Wynton Marsalis's score is inspired. Those who lived during the time will not be able to distinguish music composed for the documentary from music of the period. A deft mix of original music and familiar themes make The War an emotional, transporting experience.

I lift a glass to Purtie Lee Drake, Mozee Thompson, and Joe Simons--warriors of that great conflict who have passed on. Thank you for all that you and your comrades have given us. We are in great danger of losing the legacy you helped pass on to us, but your examples of sacrifice and dedication live on within your children. Truth and justice are eternal. As a nation, we will find them or they will find us.

Woe be unto us if we do not accomplish the former.

4 comments:

Anonymous said...

MacDaffy, you have said everything I feel about The War. What an amazing documentary.

And hey.. I sure wish I could write like you! :-)

Sandy (libSandy on TT)

Anonymous said...

Ken Burns was on NPR - Scott Simmons' show this past week - he spoke about the score at length and commented that unlike other directors, he begins with the score and adds the stills, dialog, etc. so that the film flows out of the music... Wynton Marsalis's score is indeed awesome...

as is your blog Macd... so proud of you!

Jo

MacDaffy said...

You write with more heart than I do, libSandy. I envy that.

The War was quite an experience for me. My father never spoke to me about what happened to him, but there are indications he saw action in the Pacific. He was a black man in the Army Air Corps and was stationed to Hamilton Field in California.

I met an Air Corps man from Kentucky who was amazed that a man of my father's race had been awarded a cushy billet like Hamilton Field. "How the hell did he land a station like that." he asked.

"My father was a self-professed hustler," I said. "There's a place almost anywhere for a guy who can get things done by hook or by crook and doesn't mind the crook."

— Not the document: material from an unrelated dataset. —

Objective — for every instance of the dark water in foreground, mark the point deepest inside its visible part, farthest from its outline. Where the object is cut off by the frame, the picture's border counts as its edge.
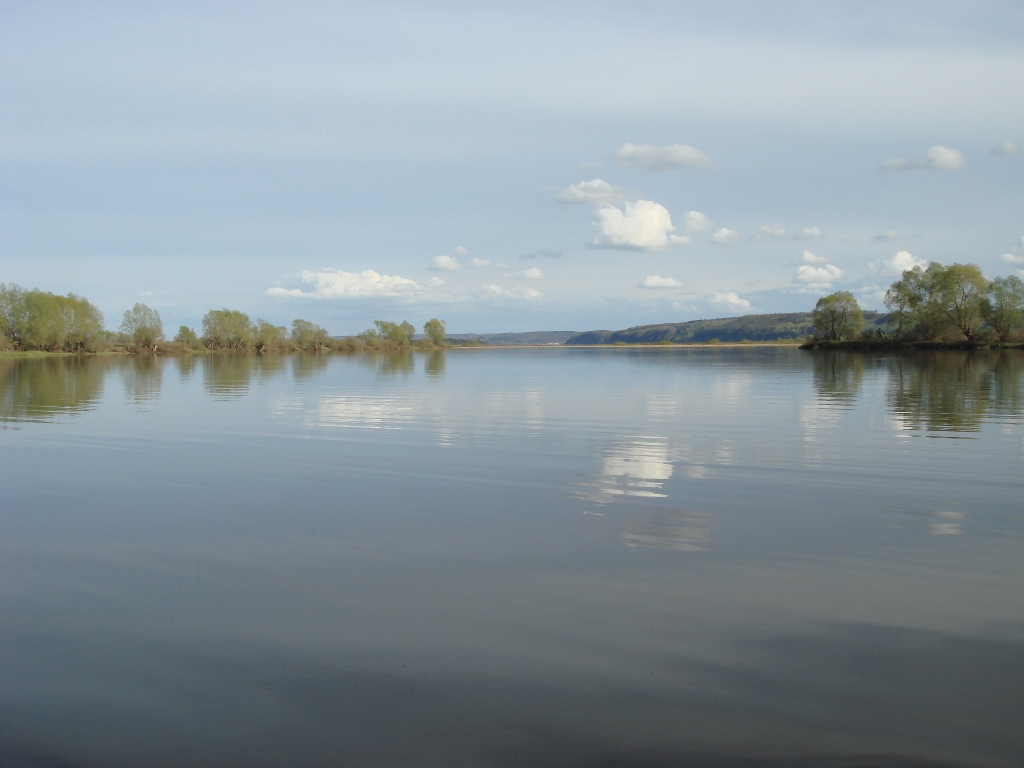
(551, 557)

The War also points out the depths to which our government has fallen.

libSandy said...

Thanks for the compliment, MacD!

My Dad drove a truck in the war. He has told me many times about the Black truck drivers whose job it was to get supplies and men from point A to point B.

They were in England, and the fog was so thick they couldn't see a thing. But they all decided that they wouldn't stop rolling.. because they knew there were men desperately waiting for whatever they were carrying, be it food ammunition, more soldiers, or whatever.

They didn't want to let the soldiers down, and they never did.